What happened? Many of us thought that we had shared amongst ourselves on how we can negate the arrangements of the old forces. They should have no more energy so how can they continue to persecute us? We should really think about this issue.
We all know that if practitioners are in a righteous state of being, evil forces will not dare to persecute us. They were successful because we have loopholes. Take myself as an example, for a long time, I have been very attached to checking Dynaweb to read about how the Olympics will play out and how the CCP will disintegrate, hoping that those who persecuted Dafa will perish with the Olympics. My attachments were reinforced by reading certain prophecies. Although I said that I was not attached to it, I was hoping that something bad would happen to the CCP. I realized that this is not the state of a cultivator.

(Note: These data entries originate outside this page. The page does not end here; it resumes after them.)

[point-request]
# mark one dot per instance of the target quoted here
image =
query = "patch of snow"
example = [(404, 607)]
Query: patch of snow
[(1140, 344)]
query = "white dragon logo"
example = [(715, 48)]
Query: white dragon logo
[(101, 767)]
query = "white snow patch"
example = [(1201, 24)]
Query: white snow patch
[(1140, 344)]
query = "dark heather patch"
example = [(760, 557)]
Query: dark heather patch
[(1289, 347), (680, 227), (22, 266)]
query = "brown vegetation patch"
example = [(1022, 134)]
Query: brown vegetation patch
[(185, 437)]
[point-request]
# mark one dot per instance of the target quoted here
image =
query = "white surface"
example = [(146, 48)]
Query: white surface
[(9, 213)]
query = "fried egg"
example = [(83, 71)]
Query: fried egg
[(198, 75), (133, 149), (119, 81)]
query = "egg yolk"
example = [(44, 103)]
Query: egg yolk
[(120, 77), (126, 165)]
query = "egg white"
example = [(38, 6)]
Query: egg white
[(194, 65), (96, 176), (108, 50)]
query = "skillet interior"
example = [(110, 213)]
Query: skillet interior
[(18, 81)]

Dafa practitioners are to save people compassionately; that's our only mission. Teacher is still maintaining this affair because we have not saved enough people. I was still attached to the outcome of Fa-rectification and my resentment came out. I harboured resentment towards the local 610 Office leader and staff members who are involved in the persecution. As soon as I mentioned anything to do with the CCP, I would argue with other people and sometimes I would even lose my temper. How could I save people then? How can I awaken people's conscience and kindness? In "The Fa Rectifies the Cosmos" in Hong Yin II, Teacher said, "Compassion can harmonize Heaven and Earth, ushering in Spring." An enlightened being's compassion can encompass many cosmic bodies.
Thinking about forbearance, I thought about how I don't have patience with fellow practitioners. They are still cultivating but I wasn't able to tolerate them. Then I went to group study yesterday and discovered what I am lacking in my cultivation. In a very righteous field, if one can immerse oneself in the Fa and start to share experiences, then partitions and the inability to harmonize will be corrected. If we do not look inward, if we do not listen to what Teacher asks, we will not be able to harmonize. I realized that I was so minute and yet I was given such a glorious title, a Falun Dafa practitioner, a Falun Dafa practitioner during the Fa-rectification period, and that of a great being who is walking a divine path. I can't let Teacher down, or I am not living up to what Teacher has given me.
As a Falun Dafa practitioner, I should live up to our vows of compassion, righteous thoughts, our mission of saving people, and our responsibilities. I realized that we should soberly and clearly walk our final path well. Teacher and all divine beings are watching us.